In light of data from the fourth quarter, a GDP growth rate of 4.1 percent appears to have been achieved in 2017. This figure is well above the EU average, and that signals that Hungary’s economic convergence has continued, he added. Growth has been broadly based with almost every sector having contributed to expansion. In 2017, investment was a major growth factor, with a volume increase of more than 20 percent. This has been mainly fuelled by the Government’s Family Housing Allowance (CSOK) programme: according to the latest data, financial institutions received more than 63 500 CSOK applications, totalling HUF 177bn, the Minister said. Thanks to rising wages, consumption is also predicted to rise, and the Ministry is expecting further output growth in the construction and tourism sectors, he noted.
The latest data also show that more than 4.4 million people have a job now in Hungary,
and this constitutes substantial improvement compared to 2010. Hungary’s outlook is seen as positive at two out of the three major credit rating agencies, and although ratings are usually not changed before an election, during the course of the year an upgrade may still be expected, the Minister stressed.
Financial policy is to remain unchanged in 2018: the Government has been committed to a prudent fiscal policy and stable public finance management. The deficit of the general government budget was about 2 percent last year, better than prior estimates. For this year, the Ministry is expecting a similarly low figure; the fact that it is an election year will not affect fiscal stability. The government debt-to-GDP ratio is set to remain on a descending path: preliminary data indicate that including Eximbank outlays this indicator is to decline from 76 percent in 2016 to 74.5 percent by the end of 2017.

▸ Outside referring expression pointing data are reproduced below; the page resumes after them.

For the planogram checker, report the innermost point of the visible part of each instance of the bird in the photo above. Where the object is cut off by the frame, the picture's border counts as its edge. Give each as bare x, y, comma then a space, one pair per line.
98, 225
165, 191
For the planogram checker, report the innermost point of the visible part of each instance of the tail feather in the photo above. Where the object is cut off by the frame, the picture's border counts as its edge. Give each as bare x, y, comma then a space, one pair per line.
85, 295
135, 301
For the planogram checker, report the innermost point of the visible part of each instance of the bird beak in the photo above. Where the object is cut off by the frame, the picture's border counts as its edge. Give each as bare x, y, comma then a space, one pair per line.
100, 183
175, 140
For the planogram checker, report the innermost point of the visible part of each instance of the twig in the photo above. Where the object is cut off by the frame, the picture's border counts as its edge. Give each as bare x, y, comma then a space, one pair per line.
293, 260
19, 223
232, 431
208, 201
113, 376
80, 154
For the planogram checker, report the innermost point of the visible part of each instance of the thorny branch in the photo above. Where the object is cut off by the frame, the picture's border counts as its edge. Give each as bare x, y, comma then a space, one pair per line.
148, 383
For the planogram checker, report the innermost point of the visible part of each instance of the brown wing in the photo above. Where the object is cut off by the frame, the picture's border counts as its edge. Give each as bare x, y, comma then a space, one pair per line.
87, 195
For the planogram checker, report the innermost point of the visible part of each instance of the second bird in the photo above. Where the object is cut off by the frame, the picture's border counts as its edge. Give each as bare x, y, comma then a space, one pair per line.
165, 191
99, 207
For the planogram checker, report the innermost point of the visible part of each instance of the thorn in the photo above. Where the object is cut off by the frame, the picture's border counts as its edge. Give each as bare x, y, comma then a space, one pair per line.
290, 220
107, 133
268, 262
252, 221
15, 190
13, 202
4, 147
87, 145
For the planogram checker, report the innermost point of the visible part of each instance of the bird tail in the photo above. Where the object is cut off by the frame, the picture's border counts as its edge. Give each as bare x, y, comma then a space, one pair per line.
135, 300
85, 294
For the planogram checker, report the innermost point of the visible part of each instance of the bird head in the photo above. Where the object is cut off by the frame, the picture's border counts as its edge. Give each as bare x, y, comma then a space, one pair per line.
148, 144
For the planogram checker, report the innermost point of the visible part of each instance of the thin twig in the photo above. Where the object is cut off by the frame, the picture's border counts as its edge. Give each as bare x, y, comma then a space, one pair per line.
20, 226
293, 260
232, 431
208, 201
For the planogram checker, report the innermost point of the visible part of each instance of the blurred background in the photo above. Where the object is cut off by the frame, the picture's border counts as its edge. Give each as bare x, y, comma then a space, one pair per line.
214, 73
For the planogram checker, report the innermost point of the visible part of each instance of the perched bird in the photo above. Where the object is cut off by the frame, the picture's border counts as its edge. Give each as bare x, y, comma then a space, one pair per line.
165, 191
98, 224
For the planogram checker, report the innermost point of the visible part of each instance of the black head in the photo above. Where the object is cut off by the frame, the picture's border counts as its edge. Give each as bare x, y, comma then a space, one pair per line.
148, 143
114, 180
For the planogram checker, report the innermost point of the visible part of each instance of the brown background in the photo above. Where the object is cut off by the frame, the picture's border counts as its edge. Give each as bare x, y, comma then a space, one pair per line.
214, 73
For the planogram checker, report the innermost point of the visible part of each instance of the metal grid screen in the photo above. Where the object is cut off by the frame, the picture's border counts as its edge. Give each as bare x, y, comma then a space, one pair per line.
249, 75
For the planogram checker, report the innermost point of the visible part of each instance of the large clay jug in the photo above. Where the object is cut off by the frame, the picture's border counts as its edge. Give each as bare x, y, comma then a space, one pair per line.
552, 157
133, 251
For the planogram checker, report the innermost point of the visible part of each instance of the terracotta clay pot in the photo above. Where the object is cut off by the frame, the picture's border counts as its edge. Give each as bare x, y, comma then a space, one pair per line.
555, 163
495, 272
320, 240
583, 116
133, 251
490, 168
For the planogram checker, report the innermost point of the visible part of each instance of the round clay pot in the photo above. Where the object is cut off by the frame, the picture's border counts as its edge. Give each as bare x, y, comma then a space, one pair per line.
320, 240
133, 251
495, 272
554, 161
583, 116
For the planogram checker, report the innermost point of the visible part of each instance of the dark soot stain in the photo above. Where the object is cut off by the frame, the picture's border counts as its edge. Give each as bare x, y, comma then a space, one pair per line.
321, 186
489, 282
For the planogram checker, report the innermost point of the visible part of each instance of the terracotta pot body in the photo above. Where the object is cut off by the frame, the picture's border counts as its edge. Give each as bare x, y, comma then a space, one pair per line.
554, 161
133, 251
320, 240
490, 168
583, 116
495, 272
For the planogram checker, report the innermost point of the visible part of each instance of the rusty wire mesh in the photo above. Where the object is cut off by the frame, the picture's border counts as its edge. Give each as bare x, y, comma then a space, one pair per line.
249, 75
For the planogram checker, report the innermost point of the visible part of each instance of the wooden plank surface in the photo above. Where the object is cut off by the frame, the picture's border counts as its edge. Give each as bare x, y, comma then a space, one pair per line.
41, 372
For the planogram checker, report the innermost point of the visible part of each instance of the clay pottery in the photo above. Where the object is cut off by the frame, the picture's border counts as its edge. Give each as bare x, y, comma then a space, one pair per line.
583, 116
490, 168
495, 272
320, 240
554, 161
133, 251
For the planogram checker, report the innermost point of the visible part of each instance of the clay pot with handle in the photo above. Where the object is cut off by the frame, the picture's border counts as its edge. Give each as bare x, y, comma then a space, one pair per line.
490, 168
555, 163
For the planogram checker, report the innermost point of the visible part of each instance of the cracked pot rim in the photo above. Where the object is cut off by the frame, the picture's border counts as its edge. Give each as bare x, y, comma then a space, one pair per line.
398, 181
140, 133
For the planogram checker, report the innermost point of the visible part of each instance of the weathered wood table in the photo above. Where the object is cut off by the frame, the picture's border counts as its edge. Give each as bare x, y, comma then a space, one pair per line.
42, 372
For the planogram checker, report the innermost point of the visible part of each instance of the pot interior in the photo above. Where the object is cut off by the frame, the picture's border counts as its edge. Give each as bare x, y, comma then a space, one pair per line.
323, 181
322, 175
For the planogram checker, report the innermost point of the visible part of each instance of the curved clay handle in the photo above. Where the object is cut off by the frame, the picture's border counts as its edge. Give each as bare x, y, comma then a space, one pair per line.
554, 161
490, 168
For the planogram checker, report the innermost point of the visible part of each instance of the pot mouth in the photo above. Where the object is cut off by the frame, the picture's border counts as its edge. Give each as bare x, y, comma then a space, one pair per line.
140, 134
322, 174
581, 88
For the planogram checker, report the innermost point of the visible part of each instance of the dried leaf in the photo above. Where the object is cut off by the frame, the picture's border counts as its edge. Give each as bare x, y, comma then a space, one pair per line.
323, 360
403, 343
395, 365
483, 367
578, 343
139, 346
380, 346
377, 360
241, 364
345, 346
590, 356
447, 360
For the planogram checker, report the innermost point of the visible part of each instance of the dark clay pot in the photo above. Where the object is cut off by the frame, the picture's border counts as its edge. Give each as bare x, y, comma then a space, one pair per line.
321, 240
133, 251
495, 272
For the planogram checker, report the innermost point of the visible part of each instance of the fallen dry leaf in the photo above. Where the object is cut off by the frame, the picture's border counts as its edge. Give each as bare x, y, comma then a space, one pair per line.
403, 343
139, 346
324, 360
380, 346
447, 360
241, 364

The Government continues to reduce taxes: the rate of corporate income tax was cut to 9 percent as of 1 January 2017, the lowest figure within the EU.
The rate of social contribution was last year reduced by 5 percentage points (from 27 percent to 22 percent), and in 2018 it is to be further reduced by 2.5 percentage points (to 19.5 percent). This reduction is to leave HUF 200bn at enterprises, Mihály Varga pointed out.
The 1 percent reduction of the rate of small enterprise tax (KIVA) to 13 percent is yet another favourable change for SMEs. Those who pay KATA, have an enterprise and are full-time students pay only HUF 25 thousand per month as of 2018.
Companies which invest in a project resulting in product-diversification or a new, innovative production method are entitled to deduct a tax credit from their corporate income tax base.
As a result of the six-year wage agreement concluded last November, the minimum wage (for unskilled workers) and the guaranteed minimum wage (for skilled workers) will be raised again in 2018, from HUF 127 500 to HUF 138 000 and from HUF 161 000 to HUF 180 500, respectively.
Hungary faces several legal changes as of Jan. 1, 2018, including an increase in general child-care benefits as well as child-care benefits for university students or graduates, added support for mortgage holders and the option of relief on student loan repayments.